半导体的高气敏性能主要归因于高的表面体积比，因为它允许用于气体检测的较大的暴露表面积。本文对纳米CuO涂层参数对CO气敏性能的影响进行了评估研究。通过研究涂层参数（浓度，温度和溶解速度）对厚度，晶粒尺寸和孔隙率的影响，评估了对CuO涂层的气敏性能和传热效率的影响。使用氧化方法在各种操作条件下合成了CuO纳米颗粒涂层。使用X射线衍射，能量色散X射线光谱，场发射扫描电子显微镜和电阻率仪研究了涂层特性。平均涂层厚度 晶粒尺寸和孔隙率分别约为13μm，48 nm和30％。根据在各种操作条件下形成的涂层的总表面积，评估了CuO涂层的热传递和气敏特性。气体感应和热传递性能是根据涂层形态优化涂层参数以获得最大接触表面积而获得的。涂层的表面积增加了350倍，提高了96.5％的传热效率。结果表明，随着溶液浓度的增加，涂层厚度增加，温度降低。

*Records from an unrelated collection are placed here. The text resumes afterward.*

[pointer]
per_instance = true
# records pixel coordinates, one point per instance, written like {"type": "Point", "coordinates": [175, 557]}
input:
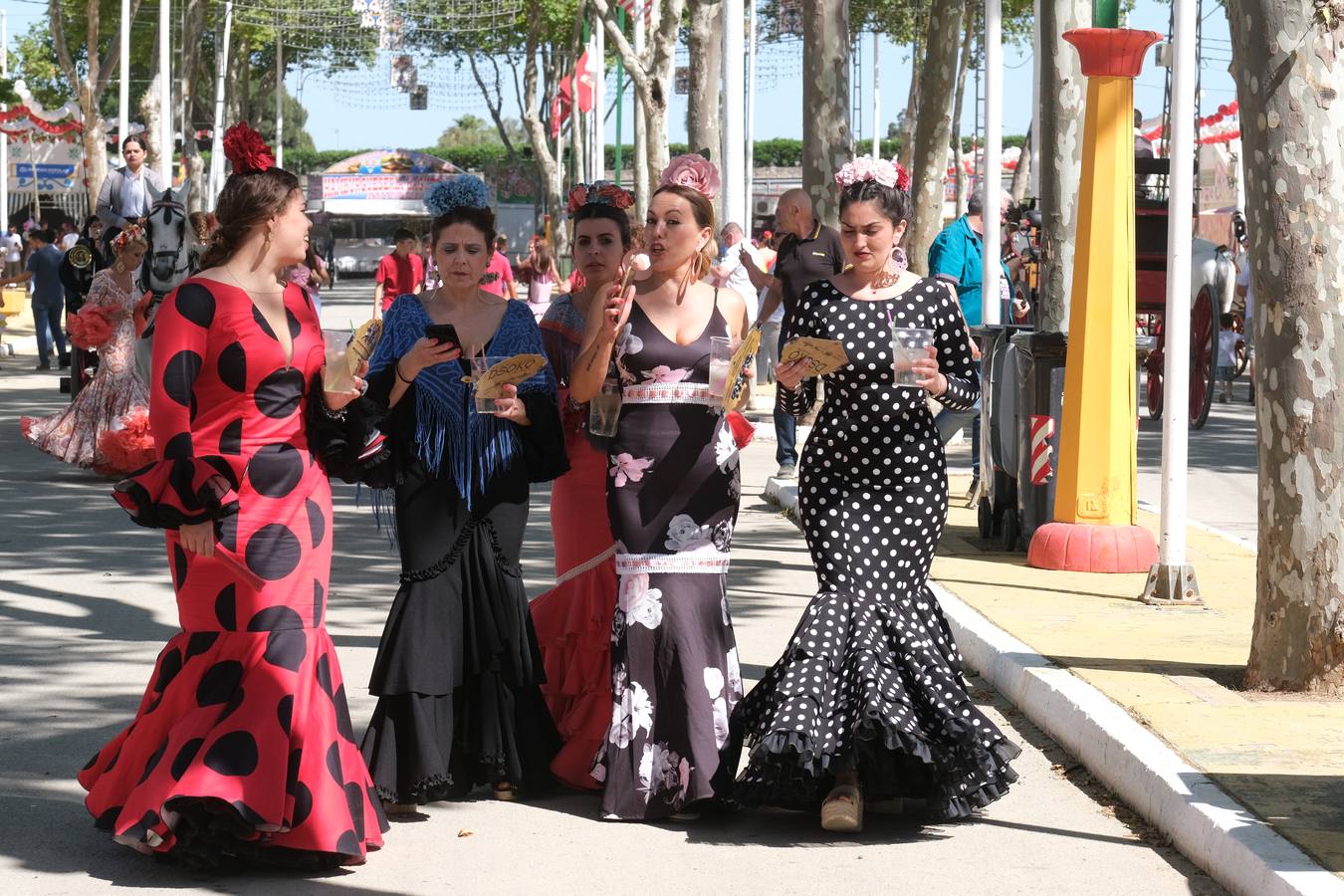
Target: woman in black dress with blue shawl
{"type": "Point", "coordinates": [457, 668]}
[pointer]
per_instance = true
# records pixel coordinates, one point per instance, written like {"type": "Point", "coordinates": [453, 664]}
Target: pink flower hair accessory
{"type": "Point", "coordinates": [889, 173]}
{"type": "Point", "coordinates": [692, 171]}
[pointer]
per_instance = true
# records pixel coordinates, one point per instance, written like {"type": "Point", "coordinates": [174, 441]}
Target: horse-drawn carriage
{"type": "Point", "coordinates": [1212, 287]}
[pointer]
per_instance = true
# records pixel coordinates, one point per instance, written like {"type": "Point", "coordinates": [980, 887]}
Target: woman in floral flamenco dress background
{"type": "Point", "coordinates": [115, 389]}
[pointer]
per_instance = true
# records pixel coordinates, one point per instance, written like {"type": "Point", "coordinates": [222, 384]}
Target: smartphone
{"type": "Point", "coordinates": [442, 334]}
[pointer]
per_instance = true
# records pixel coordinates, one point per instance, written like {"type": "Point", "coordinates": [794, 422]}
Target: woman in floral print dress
{"type": "Point", "coordinates": [672, 499]}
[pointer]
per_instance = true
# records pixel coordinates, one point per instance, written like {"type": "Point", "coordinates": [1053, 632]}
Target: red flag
{"type": "Point", "coordinates": [586, 84]}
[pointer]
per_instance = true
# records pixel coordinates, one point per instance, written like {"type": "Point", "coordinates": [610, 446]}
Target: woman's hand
{"type": "Point", "coordinates": [337, 400]}
{"type": "Point", "coordinates": [511, 407]}
{"type": "Point", "coordinates": [613, 308]}
{"type": "Point", "coordinates": [425, 352]}
{"type": "Point", "coordinates": [198, 538]}
{"type": "Point", "coordinates": [790, 373]}
{"type": "Point", "coordinates": [928, 375]}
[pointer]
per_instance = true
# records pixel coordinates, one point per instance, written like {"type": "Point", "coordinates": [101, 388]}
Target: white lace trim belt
{"type": "Point", "coordinates": [710, 561]}
{"type": "Point", "coordinates": [584, 567]}
{"type": "Point", "coordinates": [671, 394]}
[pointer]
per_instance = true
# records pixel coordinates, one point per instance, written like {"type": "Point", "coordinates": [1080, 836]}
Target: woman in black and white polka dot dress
{"type": "Point", "coordinates": [868, 699]}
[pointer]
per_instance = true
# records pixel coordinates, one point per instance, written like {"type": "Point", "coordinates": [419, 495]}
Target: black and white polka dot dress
{"type": "Point", "coordinates": [871, 679]}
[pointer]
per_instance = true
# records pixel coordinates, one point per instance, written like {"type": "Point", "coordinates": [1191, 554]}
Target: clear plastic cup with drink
{"type": "Point", "coordinates": [605, 408]}
{"type": "Point", "coordinates": [486, 395]}
{"type": "Point", "coordinates": [907, 345]}
{"type": "Point", "coordinates": [721, 358]}
{"type": "Point", "coordinates": [336, 373]}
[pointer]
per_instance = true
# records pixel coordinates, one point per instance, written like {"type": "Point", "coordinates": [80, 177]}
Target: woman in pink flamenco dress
{"type": "Point", "coordinates": [572, 619]}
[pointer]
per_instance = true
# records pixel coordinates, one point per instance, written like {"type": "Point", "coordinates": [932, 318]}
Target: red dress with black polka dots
{"type": "Point", "coordinates": [242, 746]}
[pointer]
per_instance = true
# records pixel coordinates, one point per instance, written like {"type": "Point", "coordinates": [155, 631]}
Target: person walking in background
{"type": "Point", "coordinates": [542, 278]}
{"type": "Point", "coordinates": [809, 251]}
{"type": "Point", "coordinates": [400, 272]}
{"type": "Point", "coordinates": [11, 246]}
{"type": "Point", "coordinates": [1226, 367]}
{"type": "Point", "coordinates": [125, 193]}
{"type": "Point", "coordinates": [1247, 295]}
{"type": "Point", "coordinates": [49, 297]}
{"type": "Point", "coordinates": [955, 258]}
{"type": "Point", "coordinates": [732, 272]}
{"type": "Point", "coordinates": [499, 273]}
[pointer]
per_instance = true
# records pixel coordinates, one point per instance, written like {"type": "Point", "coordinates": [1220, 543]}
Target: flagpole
{"type": "Point", "coordinates": [620, 101]}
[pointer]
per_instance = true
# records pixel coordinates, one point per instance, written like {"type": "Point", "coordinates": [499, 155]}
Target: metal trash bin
{"type": "Point", "coordinates": [1040, 376]}
{"type": "Point", "coordinates": [998, 427]}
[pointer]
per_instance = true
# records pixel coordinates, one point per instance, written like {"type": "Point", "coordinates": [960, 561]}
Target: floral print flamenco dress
{"type": "Point", "coordinates": [672, 497]}
{"type": "Point", "coordinates": [242, 747]}
{"type": "Point", "coordinates": [871, 680]}
{"type": "Point", "coordinates": [72, 435]}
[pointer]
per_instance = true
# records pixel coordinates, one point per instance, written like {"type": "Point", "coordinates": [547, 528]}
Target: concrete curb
{"type": "Point", "coordinates": [1210, 827]}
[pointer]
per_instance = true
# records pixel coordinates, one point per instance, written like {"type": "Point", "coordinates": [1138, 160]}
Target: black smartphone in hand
{"type": "Point", "coordinates": [442, 334]}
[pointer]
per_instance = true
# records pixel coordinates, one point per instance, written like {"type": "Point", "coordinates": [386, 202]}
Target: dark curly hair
{"type": "Point", "coordinates": [890, 200]}
{"type": "Point", "coordinates": [481, 219]}
{"type": "Point", "coordinates": [246, 200]}
{"type": "Point", "coordinates": [607, 212]}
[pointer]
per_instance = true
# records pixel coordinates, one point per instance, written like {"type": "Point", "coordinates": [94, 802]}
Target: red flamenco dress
{"type": "Point", "coordinates": [242, 747]}
{"type": "Point", "coordinates": [572, 619]}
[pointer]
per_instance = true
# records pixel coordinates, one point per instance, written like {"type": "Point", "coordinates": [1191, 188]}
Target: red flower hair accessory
{"type": "Point", "coordinates": [599, 192]}
{"type": "Point", "coordinates": [248, 152]}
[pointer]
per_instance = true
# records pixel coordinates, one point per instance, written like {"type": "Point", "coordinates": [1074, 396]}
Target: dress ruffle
{"type": "Point", "coordinates": [859, 688]}
{"type": "Point", "coordinates": [242, 750]}
{"type": "Point", "coordinates": [574, 631]}
{"type": "Point", "coordinates": [177, 492]}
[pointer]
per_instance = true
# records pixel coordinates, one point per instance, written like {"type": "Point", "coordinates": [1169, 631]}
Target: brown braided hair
{"type": "Point", "coordinates": [246, 200]}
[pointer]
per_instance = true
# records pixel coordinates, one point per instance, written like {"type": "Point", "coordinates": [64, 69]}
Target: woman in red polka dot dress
{"type": "Point", "coordinates": [242, 749]}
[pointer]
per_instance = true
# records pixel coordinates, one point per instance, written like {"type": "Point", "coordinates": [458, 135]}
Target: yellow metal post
{"type": "Point", "coordinates": [1095, 493]}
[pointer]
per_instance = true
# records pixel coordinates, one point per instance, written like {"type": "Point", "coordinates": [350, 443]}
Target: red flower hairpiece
{"type": "Point", "coordinates": [248, 152]}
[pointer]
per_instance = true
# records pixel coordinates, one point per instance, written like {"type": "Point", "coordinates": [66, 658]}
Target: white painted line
{"type": "Point", "coordinates": [1210, 827]}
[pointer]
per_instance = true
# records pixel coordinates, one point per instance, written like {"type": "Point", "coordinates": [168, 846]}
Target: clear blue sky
{"type": "Point", "coordinates": [378, 114]}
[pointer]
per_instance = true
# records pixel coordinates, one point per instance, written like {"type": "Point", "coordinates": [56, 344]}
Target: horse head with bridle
{"type": "Point", "coordinates": [169, 260]}
{"type": "Point", "coordinates": [171, 239]}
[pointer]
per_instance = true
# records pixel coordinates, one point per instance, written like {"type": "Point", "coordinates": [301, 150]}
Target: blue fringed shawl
{"type": "Point", "coordinates": [450, 438]}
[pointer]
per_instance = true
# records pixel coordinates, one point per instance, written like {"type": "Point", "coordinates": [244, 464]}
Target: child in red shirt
{"type": "Point", "coordinates": [400, 270]}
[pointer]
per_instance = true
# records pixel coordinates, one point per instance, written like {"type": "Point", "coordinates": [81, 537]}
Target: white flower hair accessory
{"type": "Point", "coordinates": [889, 173]}
{"type": "Point", "coordinates": [464, 191]}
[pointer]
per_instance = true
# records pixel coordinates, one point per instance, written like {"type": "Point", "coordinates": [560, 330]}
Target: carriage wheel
{"type": "Point", "coordinates": [1203, 350]}
{"type": "Point", "coordinates": [1153, 387]}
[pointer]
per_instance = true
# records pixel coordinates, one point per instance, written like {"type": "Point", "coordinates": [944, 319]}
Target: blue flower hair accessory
{"type": "Point", "coordinates": [464, 191]}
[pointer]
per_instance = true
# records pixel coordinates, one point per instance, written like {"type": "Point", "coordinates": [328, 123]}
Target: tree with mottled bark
{"type": "Point", "coordinates": [826, 135]}
{"type": "Point", "coordinates": [1287, 61]}
{"type": "Point", "coordinates": [652, 74]}
{"type": "Point", "coordinates": [91, 80]}
{"type": "Point", "coordinates": [933, 130]}
{"type": "Point", "coordinates": [1063, 104]}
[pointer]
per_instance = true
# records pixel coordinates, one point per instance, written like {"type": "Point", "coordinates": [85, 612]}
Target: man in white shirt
{"type": "Point", "coordinates": [730, 272]}
{"type": "Point", "coordinates": [11, 246]}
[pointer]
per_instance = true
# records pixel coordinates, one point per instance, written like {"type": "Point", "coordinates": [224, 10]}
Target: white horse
{"type": "Point", "coordinates": [168, 261]}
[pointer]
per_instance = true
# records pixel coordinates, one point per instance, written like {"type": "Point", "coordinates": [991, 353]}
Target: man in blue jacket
{"type": "Point", "coordinates": [956, 258]}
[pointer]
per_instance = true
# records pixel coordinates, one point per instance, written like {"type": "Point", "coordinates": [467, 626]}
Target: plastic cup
{"type": "Point", "coordinates": [907, 345]}
{"type": "Point", "coordinates": [486, 398]}
{"type": "Point", "coordinates": [721, 358]}
{"type": "Point", "coordinates": [605, 408]}
{"type": "Point", "coordinates": [336, 375]}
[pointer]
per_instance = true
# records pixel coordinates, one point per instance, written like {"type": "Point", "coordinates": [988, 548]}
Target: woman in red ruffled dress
{"type": "Point", "coordinates": [80, 433]}
{"type": "Point", "coordinates": [242, 749]}
{"type": "Point", "coordinates": [574, 618]}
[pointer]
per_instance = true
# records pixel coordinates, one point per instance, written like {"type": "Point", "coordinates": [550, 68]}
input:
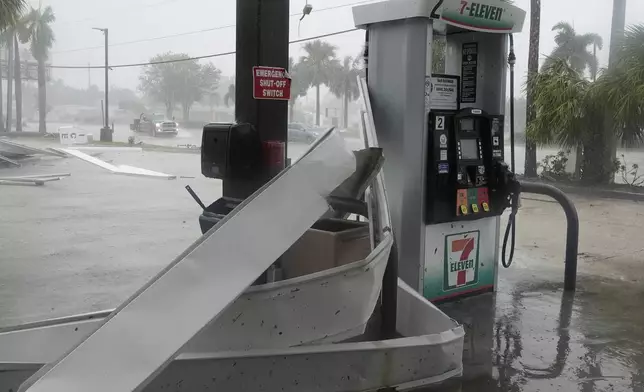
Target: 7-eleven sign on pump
{"type": "Point", "coordinates": [461, 260]}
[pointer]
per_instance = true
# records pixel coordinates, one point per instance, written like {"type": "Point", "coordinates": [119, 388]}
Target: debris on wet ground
{"type": "Point", "coordinates": [14, 154]}
{"type": "Point", "coordinates": [34, 179]}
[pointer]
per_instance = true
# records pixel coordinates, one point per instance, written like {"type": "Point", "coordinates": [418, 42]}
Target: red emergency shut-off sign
{"type": "Point", "coordinates": [271, 83]}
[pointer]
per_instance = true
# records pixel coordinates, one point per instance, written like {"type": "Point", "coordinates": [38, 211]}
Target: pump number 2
{"type": "Point", "coordinates": [440, 123]}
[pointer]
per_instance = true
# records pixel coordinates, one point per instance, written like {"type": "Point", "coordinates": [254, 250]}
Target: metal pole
{"type": "Point", "coordinates": [262, 39]}
{"type": "Point", "coordinates": [572, 234]}
{"type": "Point", "coordinates": [107, 85]}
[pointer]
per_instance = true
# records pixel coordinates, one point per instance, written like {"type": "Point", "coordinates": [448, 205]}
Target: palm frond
{"type": "Point", "coordinates": [621, 87]}
{"type": "Point", "coordinates": [560, 96]}
{"type": "Point", "coordinates": [565, 33]}
{"type": "Point", "coordinates": [592, 39]}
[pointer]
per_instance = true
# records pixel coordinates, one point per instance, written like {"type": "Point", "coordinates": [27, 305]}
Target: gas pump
{"type": "Point", "coordinates": [443, 139]}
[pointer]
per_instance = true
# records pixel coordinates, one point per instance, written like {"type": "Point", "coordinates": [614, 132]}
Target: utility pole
{"type": "Point", "coordinates": [106, 131]}
{"type": "Point", "coordinates": [262, 40]}
{"type": "Point", "coordinates": [617, 33]}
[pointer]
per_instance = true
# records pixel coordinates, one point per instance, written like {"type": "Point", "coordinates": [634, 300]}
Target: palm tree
{"type": "Point", "coordinates": [345, 84]}
{"type": "Point", "coordinates": [616, 35]}
{"type": "Point", "coordinates": [18, 81]}
{"type": "Point", "coordinates": [530, 169]}
{"type": "Point", "coordinates": [573, 110]}
{"type": "Point", "coordinates": [230, 95]}
{"type": "Point", "coordinates": [300, 83]}
{"type": "Point", "coordinates": [39, 34]}
{"type": "Point", "coordinates": [573, 48]}
{"type": "Point", "coordinates": [320, 62]}
{"type": "Point", "coordinates": [10, 11]}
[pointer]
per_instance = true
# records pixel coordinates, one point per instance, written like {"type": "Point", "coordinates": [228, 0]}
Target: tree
{"type": "Point", "coordinates": [18, 81]}
{"type": "Point", "coordinates": [573, 48]}
{"type": "Point", "coordinates": [175, 78]}
{"type": "Point", "coordinates": [530, 169]}
{"type": "Point", "coordinates": [320, 62]}
{"type": "Point", "coordinates": [344, 84]}
{"type": "Point", "coordinates": [569, 115]}
{"type": "Point", "coordinates": [300, 83]}
{"type": "Point", "coordinates": [230, 95]}
{"type": "Point", "coordinates": [40, 35]}
{"type": "Point", "coordinates": [573, 110]}
{"type": "Point", "coordinates": [10, 12]}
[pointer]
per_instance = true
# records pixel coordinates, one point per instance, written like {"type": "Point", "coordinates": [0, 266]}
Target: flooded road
{"type": "Point", "coordinates": [88, 242]}
{"type": "Point", "coordinates": [540, 339]}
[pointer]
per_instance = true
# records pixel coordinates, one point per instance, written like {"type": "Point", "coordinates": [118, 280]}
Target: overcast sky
{"type": "Point", "coordinates": [143, 20]}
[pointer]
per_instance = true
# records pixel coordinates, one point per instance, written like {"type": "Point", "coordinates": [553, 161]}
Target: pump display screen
{"type": "Point", "coordinates": [469, 149]}
{"type": "Point", "coordinates": [467, 124]}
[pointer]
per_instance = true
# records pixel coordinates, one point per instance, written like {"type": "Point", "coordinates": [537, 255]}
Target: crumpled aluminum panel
{"type": "Point", "coordinates": [145, 333]}
{"type": "Point", "coordinates": [430, 351]}
{"type": "Point", "coordinates": [325, 307]}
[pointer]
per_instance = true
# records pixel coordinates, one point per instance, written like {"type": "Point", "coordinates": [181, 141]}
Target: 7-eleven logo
{"type": "Point", "coordinates": [461, 260]}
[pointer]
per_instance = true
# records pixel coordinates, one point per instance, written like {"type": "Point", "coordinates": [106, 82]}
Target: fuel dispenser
{"type": "Point", "coordinates": [470, 142]}
{"type": "Point", "coordinates": [443, 135]}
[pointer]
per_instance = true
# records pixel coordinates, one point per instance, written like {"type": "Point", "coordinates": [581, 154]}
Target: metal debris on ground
{"type": "Point", "coordinates": [13, 149]}
{"type": "Point", "coordinates": [116, 169]}
{"type": "Point", "coordinates": [9, 161]}
{"type": "Point", "coordinates": [35, 179]}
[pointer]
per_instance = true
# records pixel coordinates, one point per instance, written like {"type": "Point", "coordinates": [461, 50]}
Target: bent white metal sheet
{"type": "Point", "coordinates": [116, 169]}
{"type": "Point", "coordinates": [328, 306]}
{"type": "Point", "coordinates": [430, 352]}
{"type": "Point", "coordinates": [8, 147]}
{"type": "Point", "coordinates": [145, 333]}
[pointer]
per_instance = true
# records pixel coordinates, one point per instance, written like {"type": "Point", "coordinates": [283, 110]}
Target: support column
{"type": "Point", "coordinates": [262, 39]}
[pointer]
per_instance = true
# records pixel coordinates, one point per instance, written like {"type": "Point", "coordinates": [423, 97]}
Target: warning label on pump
{"type": "Point", "coordinates": [271, 83]}
{"type": "Point", "coordinates": [441, 92]}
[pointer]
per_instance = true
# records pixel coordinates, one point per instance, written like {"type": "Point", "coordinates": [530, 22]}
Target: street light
{"type": "Point", "coordinates": [106, 132]}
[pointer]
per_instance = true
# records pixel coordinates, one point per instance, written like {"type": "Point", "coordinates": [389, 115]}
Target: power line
{"type": "Point", "coordinates": [129, 8]}
{"type": "Point", "coordinates": [190, 58]}
{"type": "Point", "coordinates": [199, 31]}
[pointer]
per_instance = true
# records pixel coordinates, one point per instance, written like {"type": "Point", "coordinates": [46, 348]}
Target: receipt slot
{"type": "Point", "coordinates": [465, 148]}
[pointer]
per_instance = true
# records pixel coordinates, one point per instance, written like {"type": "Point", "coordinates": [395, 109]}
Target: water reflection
{"type": "Point", "coordinates": [542, 339]}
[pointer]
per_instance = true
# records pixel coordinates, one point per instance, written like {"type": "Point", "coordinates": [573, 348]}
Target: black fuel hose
{"type": "Point", "coordinates": [510, 233]}
{"type": "Point", "coordinates": [510, 230]}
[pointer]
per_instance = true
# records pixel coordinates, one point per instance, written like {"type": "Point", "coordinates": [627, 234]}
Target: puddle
{"type": "Point", "coordinates": [533, 337]}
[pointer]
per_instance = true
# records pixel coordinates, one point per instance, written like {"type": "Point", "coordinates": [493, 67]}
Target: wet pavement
{"type": "Point", "coordinates": [89, 241]}
{"type": "Point", "coordinates": [542, 339]}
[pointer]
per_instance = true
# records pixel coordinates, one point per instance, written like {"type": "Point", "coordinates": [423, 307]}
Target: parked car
{"type": "Point", "coordinates": [301, 133]}
{"type": "Point", "coordinates": [155, 125]}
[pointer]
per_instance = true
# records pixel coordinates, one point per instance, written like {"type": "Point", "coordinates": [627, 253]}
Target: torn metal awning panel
{"type": "Point", "coordinates": [9, 160]}
{"type": "Point", "coordinates": [8, 147]}
{"type": "Point", "coordinates": [144, 334]}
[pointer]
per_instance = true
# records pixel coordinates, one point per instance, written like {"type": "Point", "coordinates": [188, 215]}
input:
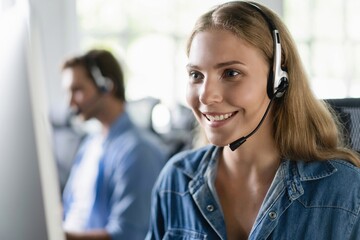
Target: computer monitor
{"type": "Point", "coordinates": [30, 197]}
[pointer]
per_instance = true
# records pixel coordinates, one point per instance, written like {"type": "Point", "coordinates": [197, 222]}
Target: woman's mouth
{"type": "Point", "coordinates": [218, 117]}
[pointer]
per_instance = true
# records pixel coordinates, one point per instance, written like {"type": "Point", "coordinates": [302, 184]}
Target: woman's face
{"type": "Point", "coordinates": [227, 85]}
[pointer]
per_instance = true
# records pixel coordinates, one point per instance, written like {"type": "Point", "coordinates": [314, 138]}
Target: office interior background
{"type": "Point", "coordinates": [148, 38]}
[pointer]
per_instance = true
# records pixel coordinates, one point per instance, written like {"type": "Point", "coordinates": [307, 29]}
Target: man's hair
{"type": "Point", "coordinates": [106, 63]}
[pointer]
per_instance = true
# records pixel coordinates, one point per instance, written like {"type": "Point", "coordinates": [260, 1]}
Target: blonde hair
{"type": "Point", "coordinates": [305, 128]}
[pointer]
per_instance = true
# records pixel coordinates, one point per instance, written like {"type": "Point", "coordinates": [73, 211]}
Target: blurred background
{"type": "Point", "coordinates": [148, 38]}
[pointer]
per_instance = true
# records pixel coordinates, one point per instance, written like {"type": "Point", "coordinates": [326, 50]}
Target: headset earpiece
{"type": "Point", "coordinates": [103, 83]}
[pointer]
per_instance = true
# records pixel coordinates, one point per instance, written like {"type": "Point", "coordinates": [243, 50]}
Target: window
{"type": "Point", "coordinates": [149, 39]}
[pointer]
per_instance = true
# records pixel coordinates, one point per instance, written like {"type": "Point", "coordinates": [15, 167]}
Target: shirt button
{"type": "Point", "coordinates": [210, 208]}
{"type": "Point", "coordinates": [272, 215]}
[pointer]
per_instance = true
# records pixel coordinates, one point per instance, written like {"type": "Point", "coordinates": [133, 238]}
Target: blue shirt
{"type": "Point", "coordinates": [313, 200]}
{"type": "Point", "coordinates": [126, 169]}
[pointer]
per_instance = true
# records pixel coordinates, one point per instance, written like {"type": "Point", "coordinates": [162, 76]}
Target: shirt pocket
{"type": "Point", "coordinates": [183, 234]}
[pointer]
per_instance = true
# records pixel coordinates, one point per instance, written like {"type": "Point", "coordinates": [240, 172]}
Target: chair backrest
{"type": "Point", "coordinates": [348, 110]}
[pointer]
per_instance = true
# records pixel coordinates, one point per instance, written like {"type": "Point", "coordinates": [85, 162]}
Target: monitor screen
{"type": "Point", "coordinates": [30, 200]}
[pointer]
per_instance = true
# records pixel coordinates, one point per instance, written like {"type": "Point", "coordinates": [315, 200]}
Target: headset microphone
{"type": "Point", "coordinates": [237, 143]}
{"type": "Point", "coordinates": [277, 79]}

结果还表明，由于涂层粒径的减小，涂层对CO气体的敏感性提高了50％。分别。根据在各种操作条件下形成的涂层的总表面积，评估了CuO涂层的热传递和气敏特性。气体感应和热传递性能是根据涂层形态优化涂层参数以获得最大接触表面积而获得的。涂层的表面积增加了350倍，提高了96.5％的传热效率。结果表明，随着溶液浓度的增加，涂层厚度增加，温度降低。结果还表明，由于涂层粒径的减小，涂层对CO气体的敏感性提高了50％。分别。根据在各种操作条件下形成的涂层的总表面积，评估了CuO涂层的热传递和气敏特性。通过基于涂层形态的涂层参数优化来获得最大的接触表面积，从而获得了气体传感和传热性能。涂层的表面积增加了350倍，提高了96.5％的传热效率。结果表明，随着溶液浓度的增加，涂层厚度增加，温度降低。结果还表明，由于涂层粒径的减小，涂层对CO气体的敏感性提高了50％。根据在各种操作条件下形成的涂层的总表面积，评估了CuO涂层的热传递和气敏特性。通过基于涂层形态的涂层参数优化来获得最大的接触表面积，从而获得了气体传感和传热性能。涂层的表面积增加了350倍，提高了96.5％的传热效率。结果表明，随着溶液浓度的增加，涂层厚度增加，温度降低。结果还表明，由于涂层粒径的减小，涂层对CO气体的敏感性提高了50％。根据在各种操作条件下形成的涂层的总表面积，评估了CuO涂层的热传递和气敏特性。通过基于涂层形态的涂层参数优化来获得最大的接触表面积，从而获得了气体传感和传热性能。涂层的表面积增加了350倍，提高了96.5％的传热效率。结果表明，随着溶液浓度的增加，涂层厚度增加，温度降低。结果还表明，由于涂层粒径的减小，涂层对CO气体的敏感性提高了50％。通过基于涂层形态的涂层参数优化来获得最大的接触表面积，从而获得了气体传感和传热性能。涂层的表面积增加了350倍，提高了96.5％的传热效率。结果表明，随着溶液浓度的增加，涂层厚度增加，温度降低。结果还表明，由于降低了涂层的晶粒尺寸，涂层对CO气体的敏感性提高了50％。通过基于涂层形态的涂层参数优化来获得最大的接触表面积，从而获得了气体传感和传热性能。涂层的表面积增加了350倍，提高了96.5％的传热效率。结果表明，随着溶液浓度的增加，涂层厚度增加，温度降低。结果还表明，由于涂层粒径的减小，涂层对CO气体的敏感性提高了50％。结果表明，随着溶液浓度的增加，涂层厚度增加，温度降低。结果还表明，由于涂层粒径的减小，涂层对CO气体的敏感性提高了50％。结果表明，随着溶液浓度的增加，涂层厚度增加，温度降低。结果还表明，由于涂层粒径的减小，涂层对CO气体的敏感性提高了50％。